Backend settings live under [http.<profile>]. OpenAI request fields live under [http.<profile>.params].

toml
[transcription]
provider = "http"
model = "parakeet"

[http.parakeet]
display_name = "Parakeet HTTP"
endpoint = "http://127.0.0.1:8000/v1/audio/transcriptions"
output_format = "pcm_s16le -ar 16000"
timeout_secs = 300

[http.parakeet.params]
model = "nvidia/parakeet-tdt-0.6b-v3"
response_format = "json"

Supported v1 request params:

ParamTypeDescription
modelstringRequired multipart model field for the endpoint.
languagestringOptional language hint, such as en or sv.
promptstringOptional prompt/context if the server supports it.
temperaturenumberOptional sampling temperature.
response_formatstringCurrently json only.

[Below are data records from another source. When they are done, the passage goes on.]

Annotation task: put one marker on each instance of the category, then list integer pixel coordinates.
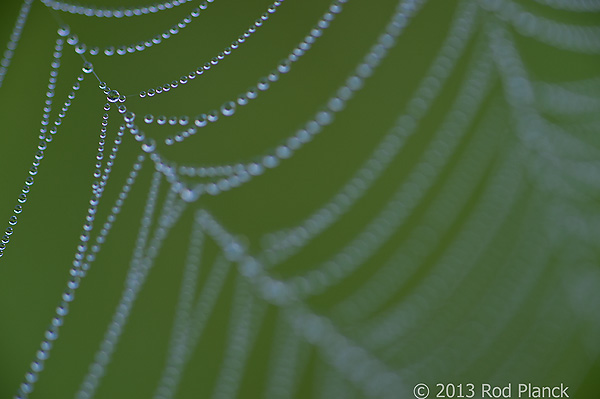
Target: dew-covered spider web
(299, 199)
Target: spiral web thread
(526, 174)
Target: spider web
(288, 200)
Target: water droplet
(263, 84)
(113, 96)
(213, 116)
(228, 108)
(64, 30)
(201, 120)
(87, 67)
(129, 117)
(148, 145)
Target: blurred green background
(550, 330)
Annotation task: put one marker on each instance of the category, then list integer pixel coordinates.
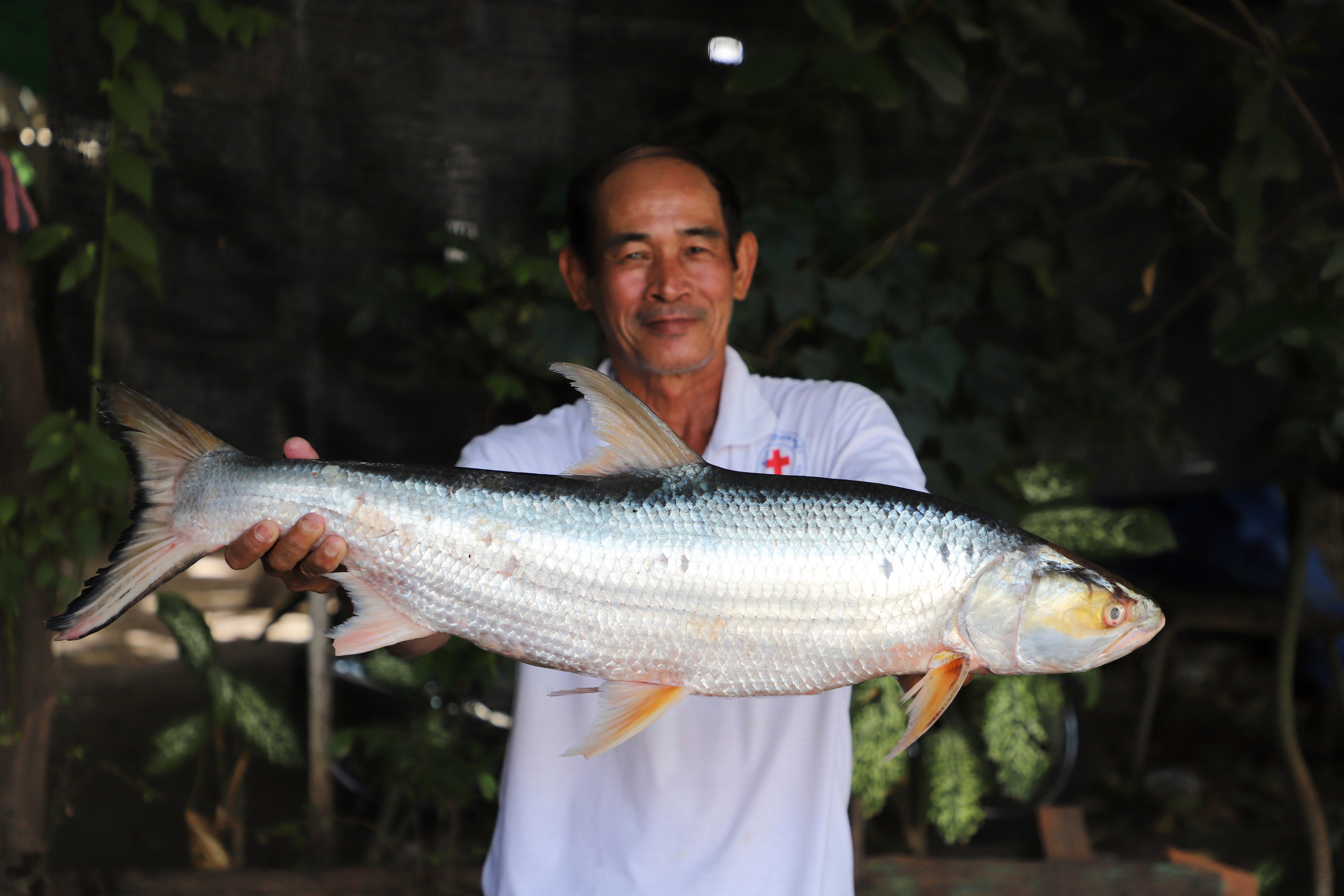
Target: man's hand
(302, 558)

If api_key is omitted, OSTT sends no Authorization header. If api_key = "" is configured, OSTT sends an empty bearer header. Set a real key only when your endpoint requires it:

toml
[http.remote-asr]
endpoint = "https://asr.example.com/v1/audio/transcriptions"
api_key = "your-token"

[http.remote-asr.params]
model = "custom-asr"
response_format = "json"

Cohere Transcribe Example

cohere-transcribe-rs includes an OpenAI-compatible API server for CohereLabs/cohere-transcribe-03-2026. Follow that project's setup instructions to start its server, then connect OSTT like this:

toml
[transcription]
provider = "http"
model = "cohere-transcribe"

[http.cohere-transcribe]
display_name = "Cohere Transcribe"
endpoint = "http://localhost:8080/v1/audio/transcriptions"
output_format = "pcm_s16le -ar 16000"
timeout_secs = 120

[http.cohere-transcribe.params]
model = "cohere-transcribe"
language = "en"
response_format = "json"

After saving the config, normal OSTT commands use the external engine:

bash
ostt
ostt -c
ostt transcribe recording.wav
ostt retry -m http/cohere-transcribe

Selecting Profiles

External profiles use the same provider/model identity format as built-in providers:

bash
ostt model list --provider command
ostt model list --provider http
ostt model select command/parakeet
ostt model select http/parakeet
ostt -m http/parakeet -c

Configured command and HTTP profiles also appear in ostt model.

Audio Format

External engines can request their own recording format with output_format. This only applies when that profile is selected for recording. For example:

toml
[command.parakeet-fast]
output_format = "pcm_s16le -ar 16000"

[http.parakeet]
output_format = "mp3 -ab 16k -ar 12000"

For ostt transcribe <FILE> and ostt retry, OSTT sends the existing file as-is. If an engine is sensitive to format, record new audio with that engine selected or convert the file before transcribing.